Guthrie Green
Tulsa, Oklahoma
Project Owner: George Kaiser Family Foundation
Designers: John Wong; SWA Group
Guthrie Green transformed a 2.6-acre (1 ha) truck-loading facility in downtown Tulsa into a lively, highly programmed urban park offering an outdoor amphitheater, a stage, interactive fountains, and an 11,000-square-foot (1,000 sq m) café pavilion. Built and managed by the George Kaiser Family Foundation (GKFF), the park has become the area’s leading destination since its 2012 opening, each week drawing 3,000 people to daily park activities. It has sparked $150 million of investment in a variety of public, commercial, and residential projects within the emerging 19-block Brady Arts District.

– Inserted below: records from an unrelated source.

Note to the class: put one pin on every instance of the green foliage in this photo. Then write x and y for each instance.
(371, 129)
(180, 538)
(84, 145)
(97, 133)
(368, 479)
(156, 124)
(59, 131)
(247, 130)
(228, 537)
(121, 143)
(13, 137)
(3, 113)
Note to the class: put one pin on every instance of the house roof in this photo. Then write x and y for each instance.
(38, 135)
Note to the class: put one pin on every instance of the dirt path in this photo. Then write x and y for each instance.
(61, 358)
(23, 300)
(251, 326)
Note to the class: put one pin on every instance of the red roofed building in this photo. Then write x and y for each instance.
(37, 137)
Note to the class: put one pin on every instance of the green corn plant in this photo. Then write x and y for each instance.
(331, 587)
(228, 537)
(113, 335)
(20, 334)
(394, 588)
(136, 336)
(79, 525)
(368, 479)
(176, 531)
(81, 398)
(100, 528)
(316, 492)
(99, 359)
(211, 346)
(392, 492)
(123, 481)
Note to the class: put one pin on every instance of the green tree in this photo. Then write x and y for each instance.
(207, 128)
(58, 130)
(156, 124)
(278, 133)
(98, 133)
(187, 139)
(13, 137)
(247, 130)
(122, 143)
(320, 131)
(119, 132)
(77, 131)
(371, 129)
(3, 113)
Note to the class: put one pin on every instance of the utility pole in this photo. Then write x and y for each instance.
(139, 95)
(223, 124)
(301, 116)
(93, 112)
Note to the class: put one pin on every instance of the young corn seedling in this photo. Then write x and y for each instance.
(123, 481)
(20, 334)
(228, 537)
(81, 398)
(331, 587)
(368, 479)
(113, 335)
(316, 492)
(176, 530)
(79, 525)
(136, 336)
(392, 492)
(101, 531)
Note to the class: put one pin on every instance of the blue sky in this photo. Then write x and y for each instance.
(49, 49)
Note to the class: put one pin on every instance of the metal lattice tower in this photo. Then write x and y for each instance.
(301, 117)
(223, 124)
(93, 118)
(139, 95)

As an updated version of a traditional town square, Guthrie Green demonstrates how small, strategically designed open spaces can breathe new life into underused urban districts. Its central location as an “outdoor living room,” combined with scheduled and informal park attractions, serves Tulsa’s growing urban population of artists, professionals, students, and families, as well as visitors.
Year-round park features include Food Truck Wednesdays, which regularly attract about 500 people; the all-season café pavilion; and special events to coincide with the First Friday Art Crawl, when art and exhibit venues throughout the Brady Arts District are open to visitors. This winter also saw special café-sponsored Snow Days gatherings and Picker’s Circles, at which local musicians gather to play on warm winter days. On a more informal basis, Guthrie Green is popular as a lunch spot for downtown workers and as a play area for families.
Park activities rev up from Memorial Day through October with daily tai chi, yoga, and fitness classes offered through the downtown YMCA; a produce and flea market on Sundays; a Thursday-night movie series; and weekend concerts. Regular art classes and exhibits round out the calendar year. This June the park also served as a major venue for St. Francis Tulsa Tough, a three-day cycling festival that seeks to elevate Tulsa’s profile and promote active lifestyles.
Sustainable practices inform the park’s design and provide a benchmark for energy innovations in the public realm. The project incorporates a ground-source heat pump system of 120 wells drilled to 500 feet (152 m), generating 600 tons (7.2 million Btu/hour) of heating/cooling for the Tulsa Paper Company building, a nearby warehouse retrofitted concurrently with the park. The resulting energy savings help offset operating costs for the building’s nonprofit arts- and cultural-organization tenants. Photovoltaics on the pavilion’s roof supply power for the pumps. A gridded pattern of gardens mirrors the geo-exchange well field operating out of sight below the landscape, while jets and mists of water are emitted by a series of black granite fountains.
Sculptural bioretention swales planted with native species enhance water quality and provide on-site drainage. At the park’s perimeters, the newly widened, tree-lined sidewalks improve pedestrian connections to Tulsa’s nearby arena, ballpark, and workplaces, as well as to the local restaurants, cafés, and galleries springing up within this newly vibrant downtown neighborhood.